Palin Uses Her Voice in Response to Tucson

Sarah Palin’s video statement likely won’t satisfy many of her critics. But she did a good job of answering criticisms without making it about her.

But about her: She does get in a quote from the past campaign year — in Arizona — lost on most who have been pointing to a map these past few days.

She’ll get grief for quoting Reagan, but it was a good quote. 

The last two sentences here are likely to be among the most quoted on Palin TV today (MSNBC): 

If you don’t like a person’s vision for the country, you’re free to debate that vision. If you don’t like their ideas, you’re free to propose better ideas. But, especially within hours of a tragedy unfolding, journalists and pundits should not manufacture a blood libel that serves only to incite the very hatred and violence they purport to condemn. That is reprehensible.

This will, too: 

Acts of monstrous criminality stand on their own. They begin and end with the criminals who commit them, not collectively with all the citizens of a state, not with those who listen to talk radio, not with maps of swing districts used by both sides of the aisle, not with law-abiding citizens who respectfully exercise their First Amendment rights at campaign rallies, not with those who proudly voted in the last election.

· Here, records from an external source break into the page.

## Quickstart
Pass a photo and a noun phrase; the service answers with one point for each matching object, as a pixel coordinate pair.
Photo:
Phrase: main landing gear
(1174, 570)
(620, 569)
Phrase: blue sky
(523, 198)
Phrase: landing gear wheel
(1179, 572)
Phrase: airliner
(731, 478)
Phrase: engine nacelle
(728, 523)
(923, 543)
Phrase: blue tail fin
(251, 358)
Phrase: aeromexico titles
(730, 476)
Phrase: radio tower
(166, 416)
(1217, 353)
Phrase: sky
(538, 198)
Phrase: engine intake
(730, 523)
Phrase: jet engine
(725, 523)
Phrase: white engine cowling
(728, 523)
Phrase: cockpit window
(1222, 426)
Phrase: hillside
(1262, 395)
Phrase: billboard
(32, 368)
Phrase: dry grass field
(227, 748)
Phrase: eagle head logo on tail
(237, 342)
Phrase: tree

Some of the other lines are the most profound but may be lost in the coverage. Those last few paragraphs are beautiful and true. That may be lost on everyone who already has an opinion about the woman who delivered them. 

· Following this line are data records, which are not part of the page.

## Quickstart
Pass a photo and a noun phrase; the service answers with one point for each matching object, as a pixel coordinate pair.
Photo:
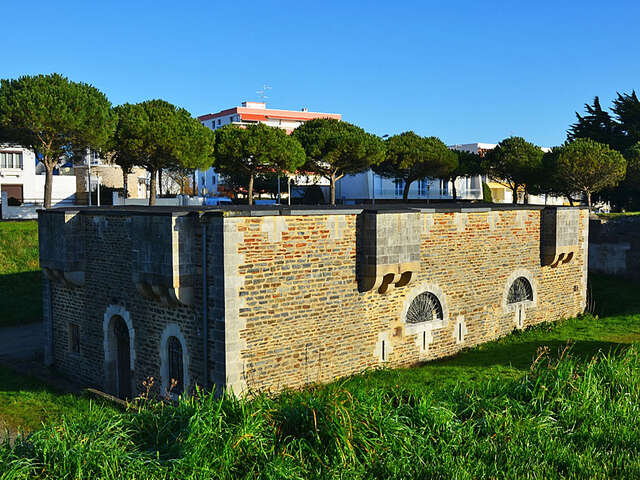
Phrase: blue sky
(461, 70)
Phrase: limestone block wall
(298, 316)
(278, 296)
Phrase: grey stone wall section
(47, 322)
(614, 246)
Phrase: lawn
(20, 287)
(616, 215)
(25, 403)
(490, 412)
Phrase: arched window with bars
(424, 308)
(520, 291)
(176, 365)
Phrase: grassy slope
(616, 322)
(25, 403)
(615, 215)
(482, 414)
(20, 291)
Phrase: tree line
(57, 118)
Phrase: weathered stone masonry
(297, 296)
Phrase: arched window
(424, 308)
(176, 367)
(520, 291)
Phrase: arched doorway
(119, 352)
(122, 357)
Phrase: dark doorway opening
(123, 358)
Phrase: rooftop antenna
(263, 92)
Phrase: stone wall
(614, 246)
(299, 296)
(112, 270)
(299, 316)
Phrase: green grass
(25, 403)
(20, 284)
(615, 215)
(487, 413)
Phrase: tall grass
(566, 418)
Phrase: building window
(176, 367)
(10, 160)
(423, 186)
(520, 291)
(424, 308)
(399, 186)
(74, 338)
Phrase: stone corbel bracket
(389, 249)
(170, 296)
(69, 279)
(560, 235)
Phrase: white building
(500, 193)
(22, 178)
(255, 112)
(368, 186)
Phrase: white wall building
(499, 192)
(368, 186)
(22, 177)
(253, 112)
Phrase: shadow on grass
(614, 295)
(20, 298)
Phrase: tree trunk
(405, 190)
(152, 187)
(332, 188)
(125, 183)
(251, 189)
(48, 183)
(194, 190)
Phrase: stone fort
(262, 299)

There will be countless stories about whether or not Sarah Palin rose to the occasion. Was she presidential? The former governor was bizarrely forced into a all-consuming news story. With an appropriate pause, she made use of her voice to bring some light to some ridiculous frenzied noise. She made a good and responsible use of her voice, not for the first time.

And, while she may be on contract with Fox News, she may just keep MSNBC in business.